When no longer we could eat more, one for him was peeled and threw the skins to the pigs. A spectacle was everything to see eat them raised on the wall of piggery. The thorns did not seem to matter to them absolutely. He had several pigs of Majorcan black race and a few of North American white race.

The pulp of the fruits of the Opuntia amyclaea of Medina Sidonia has a tuna clearly almost white green color. For my taste these fruits are refreshinger than those of the Opuntia ficus-indica of my maternal grandfather.

All the fruits of the cactus of the Opuntia sort are foods, are not poisonous, although some are very insipid or very acid. Those of the Opuntia linguiformis are very showy by their intense garnet color and are ideal to decorate a salad of exotic fruits, although they are very acid and with little sweetness.

Fruits of Opuntia linguiformis after washing them with water to retire the thorns. 

 Its intense garnet color dyes the fingers during several days. The cold fruits know better good, reason why it agrees to awhile put them within the refrigerator before consuming them. They are possible to be eaten to the natural or with a little sugar. 

Fruits of Opuntia ficus-indica. The left one of orange color is the most frequent variety. The garnet variety is more difficult to find.
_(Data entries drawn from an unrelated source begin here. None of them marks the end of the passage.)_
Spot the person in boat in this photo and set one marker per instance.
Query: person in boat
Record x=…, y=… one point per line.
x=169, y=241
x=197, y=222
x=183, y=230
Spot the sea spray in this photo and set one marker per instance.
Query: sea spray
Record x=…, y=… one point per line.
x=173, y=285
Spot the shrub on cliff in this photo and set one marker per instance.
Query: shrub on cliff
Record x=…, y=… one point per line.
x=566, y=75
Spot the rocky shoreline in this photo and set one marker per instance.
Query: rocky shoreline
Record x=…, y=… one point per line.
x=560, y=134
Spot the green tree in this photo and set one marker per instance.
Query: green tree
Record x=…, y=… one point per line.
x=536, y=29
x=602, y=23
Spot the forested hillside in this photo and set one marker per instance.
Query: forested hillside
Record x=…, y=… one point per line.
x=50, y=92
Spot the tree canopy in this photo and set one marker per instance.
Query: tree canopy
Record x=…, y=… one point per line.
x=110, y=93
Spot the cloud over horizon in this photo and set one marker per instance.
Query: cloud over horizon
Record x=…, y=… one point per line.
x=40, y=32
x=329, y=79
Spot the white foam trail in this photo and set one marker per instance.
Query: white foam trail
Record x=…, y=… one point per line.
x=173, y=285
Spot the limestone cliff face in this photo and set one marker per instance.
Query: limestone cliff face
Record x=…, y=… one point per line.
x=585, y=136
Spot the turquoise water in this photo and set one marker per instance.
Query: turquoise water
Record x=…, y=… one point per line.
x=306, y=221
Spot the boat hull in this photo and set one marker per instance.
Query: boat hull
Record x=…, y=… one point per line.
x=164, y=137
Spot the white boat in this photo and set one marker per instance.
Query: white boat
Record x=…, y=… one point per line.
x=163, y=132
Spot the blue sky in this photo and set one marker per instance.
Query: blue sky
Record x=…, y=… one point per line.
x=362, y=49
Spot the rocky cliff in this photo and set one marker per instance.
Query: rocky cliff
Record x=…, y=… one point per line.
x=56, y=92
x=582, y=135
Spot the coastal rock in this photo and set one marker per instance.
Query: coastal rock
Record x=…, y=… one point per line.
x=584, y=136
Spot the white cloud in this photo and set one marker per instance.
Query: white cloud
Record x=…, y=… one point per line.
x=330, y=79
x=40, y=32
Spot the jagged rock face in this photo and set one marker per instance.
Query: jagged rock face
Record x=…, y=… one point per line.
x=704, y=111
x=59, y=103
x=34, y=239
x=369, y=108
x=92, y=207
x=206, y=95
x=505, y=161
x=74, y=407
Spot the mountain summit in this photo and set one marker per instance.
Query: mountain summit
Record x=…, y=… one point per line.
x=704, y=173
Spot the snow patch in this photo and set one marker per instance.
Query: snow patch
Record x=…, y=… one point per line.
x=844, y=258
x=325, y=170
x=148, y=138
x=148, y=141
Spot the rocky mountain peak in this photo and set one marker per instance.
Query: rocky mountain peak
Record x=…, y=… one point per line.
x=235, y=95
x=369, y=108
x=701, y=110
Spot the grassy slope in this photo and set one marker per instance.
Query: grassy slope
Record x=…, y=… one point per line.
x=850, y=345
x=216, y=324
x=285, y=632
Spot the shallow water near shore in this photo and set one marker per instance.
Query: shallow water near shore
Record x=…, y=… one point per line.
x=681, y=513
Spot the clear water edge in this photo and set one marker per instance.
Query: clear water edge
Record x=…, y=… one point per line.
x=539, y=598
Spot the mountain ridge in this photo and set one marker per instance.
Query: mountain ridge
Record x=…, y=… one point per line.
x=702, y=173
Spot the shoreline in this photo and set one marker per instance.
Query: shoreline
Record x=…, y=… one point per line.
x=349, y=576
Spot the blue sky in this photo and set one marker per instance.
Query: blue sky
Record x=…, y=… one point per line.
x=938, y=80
Both taste equal. 

The cactus of the Opuntia sort have become true uncontrollable plagues in all the regions of the world with Mediterranean and semi-arid climate. The frugivorous animals and the birds especially disperse to the seeds with their excrements far from the plant mother. They like much to colonize oriented rocky slopes to the south.

Here we see a Opuntia ficus-indica been born from a seed taken by a bird on these rocks burned by the sun in the coast the northwest of Majorca.

In Medina Sidonia the Opuntia amyclaea has been feral from the plants of the fences and has surrounded the city of a true crown of thorns in less than three decades. It is practically impossible to control it and much less to eradicate it. It already comprises of the asidonense flora. In my last visit three years ago the city had changed drastically, it had modernized and embellished. The surrounding field followed just as 24 years ago except in the edges of the property and the edges of the rural ways where the Opuntias the owners have become absolute.

One is asked who serves to whom and the answer is very simple. The Opuntias, like other many worked plants, use the man to proliferate and to colonize new territories, really, to survive and to perpetuate their species. We think we took advantage of them, we called them useful by its fruits, its grains, its beautiful flowers, its fibers, its wood, its tubercles and in fact are they who of a very intelligent and subtle way use to us blatantly in their own benefit.